Effect of aliskiren, enalapril, valsartan and dual therapy on mRNA expression of podocyte protein markers in diabetic db/db mice from weeks 18 to 22. Expression of mRNA was determined by real-time RT/PCR. Changes in mRNA levels were determined by first correcting the amplification of ß-actin for each sample. For comparison, this ratio was set at unity for normal control samples and other groups were expressed as fold-increase over this value. A. Expression of nephrin mRNA. B. Expression of podocin mRNA. C. Expression of WT-1 mRNA. *P<0.05, vs. db/m. #P<0.05, vs. db/db-18wk (DC18). §P<0.05, vs. db/db-22wk (DC22).

Figure 6

Effect of aliskiren, enalapril, valsartan and dual therapy on desmin and B7-1 production in renal cortical tissue. (A) Representative western blots showing desmin and B7-1 protein expression. ß-actin was included in the blot for normalization. Graphic representation of the mean band intensity of desmin (B) and B7-1 (C) normalized against the band intensity of ß-actin. *P<0.05, vs. db/m. #P<0.05, vs. db/db-18wk (DC18). §P<0.05, vs. db/db-22wk (DC22).
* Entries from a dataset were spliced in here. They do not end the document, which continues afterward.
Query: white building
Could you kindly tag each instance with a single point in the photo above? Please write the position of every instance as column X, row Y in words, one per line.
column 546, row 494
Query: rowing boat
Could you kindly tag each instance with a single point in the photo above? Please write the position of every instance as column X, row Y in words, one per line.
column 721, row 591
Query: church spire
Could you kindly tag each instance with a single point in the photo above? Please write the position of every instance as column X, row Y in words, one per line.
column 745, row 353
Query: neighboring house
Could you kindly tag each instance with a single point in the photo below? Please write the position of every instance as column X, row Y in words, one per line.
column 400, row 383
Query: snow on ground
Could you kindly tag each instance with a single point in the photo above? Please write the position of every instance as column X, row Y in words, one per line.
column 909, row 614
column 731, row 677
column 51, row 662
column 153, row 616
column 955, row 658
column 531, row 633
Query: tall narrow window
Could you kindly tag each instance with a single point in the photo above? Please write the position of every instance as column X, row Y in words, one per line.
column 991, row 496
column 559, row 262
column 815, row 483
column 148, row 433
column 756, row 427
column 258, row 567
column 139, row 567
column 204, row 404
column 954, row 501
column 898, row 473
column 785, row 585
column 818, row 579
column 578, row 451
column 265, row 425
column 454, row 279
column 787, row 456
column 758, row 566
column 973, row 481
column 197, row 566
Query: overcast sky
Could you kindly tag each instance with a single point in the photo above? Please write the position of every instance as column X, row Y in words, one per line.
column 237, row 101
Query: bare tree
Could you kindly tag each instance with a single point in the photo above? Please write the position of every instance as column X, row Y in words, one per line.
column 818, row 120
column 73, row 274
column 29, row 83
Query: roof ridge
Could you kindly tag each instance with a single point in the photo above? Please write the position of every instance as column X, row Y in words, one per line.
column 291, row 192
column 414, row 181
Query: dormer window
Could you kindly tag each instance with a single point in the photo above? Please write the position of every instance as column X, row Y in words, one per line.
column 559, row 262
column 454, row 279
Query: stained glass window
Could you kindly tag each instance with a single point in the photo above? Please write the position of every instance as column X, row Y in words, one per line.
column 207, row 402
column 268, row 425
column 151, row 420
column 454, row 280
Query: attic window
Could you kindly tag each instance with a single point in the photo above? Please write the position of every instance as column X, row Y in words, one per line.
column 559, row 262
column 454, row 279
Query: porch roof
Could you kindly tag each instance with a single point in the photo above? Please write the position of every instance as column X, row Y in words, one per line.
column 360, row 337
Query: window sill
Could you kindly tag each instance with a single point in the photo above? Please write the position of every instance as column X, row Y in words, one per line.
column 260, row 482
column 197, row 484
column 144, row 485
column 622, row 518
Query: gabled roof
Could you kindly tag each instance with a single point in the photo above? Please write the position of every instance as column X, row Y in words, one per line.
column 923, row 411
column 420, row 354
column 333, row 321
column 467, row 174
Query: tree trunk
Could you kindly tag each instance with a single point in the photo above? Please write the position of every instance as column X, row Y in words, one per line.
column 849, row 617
Diabetic db/db mice were treated with enalapril (Ena), valsartan (Val), aliskiren (Ali), combination of aliskiren and enalapril (A+E) or aliskiren and valsartan (A+V) from weeks 18 to 22.

Figure 7

Effect of aliskiren, enalapril, valsartan and dual therapy on protein production of renal TNFα in renal cortical tissue and urine MCP-1 levels. A. Representative western blots illustrating TNFα and ß-actin protein expression. The lower respective graph summarizes the results of band density measurements. B. Urinary MCP-1 levels were measured by ELISA. *P<0.05, vs. db/m. #P<0.05, vs. db/db-18wk (DC18). §P<0.05, vs. db/db-22wk (DC22). Diabetic db/db mice were treated with enalapril (Ena), valsartan (Val), aliskiren (Ali), combination of aliskiren and enalapril (A+E) and aliskiren and valsartan (A+V) from weeks 18 to 22.

Figure 8

Effect of aliskiren, enalapril, valsartan and dual therapy on protein production of renal NAPDH oxidases and the MDA levels in urine. Representative western blots illustrating Nox2, p47phox and ß-actin protein expression (A). Graphic representation of the mean band intensity of Nox2 (B) and p47phox (C) normalized against the band intensity of ß-actin. (D) Urinary MDA levels were detected by a colorimetric assay. *P<0.05, vs. db/m. #P<0.05, vs. db/db-18wk (DC18). §P<0.05, vs. db/db-22wk (DC22). Diabetic db/db mice were treated with enalapril (Ena), valsartan (Val), aliskiren (Ali), combination of aliskiren and enalapril (A+E) or aliskiren and valsartan (A+V) from weeks 18 to 22.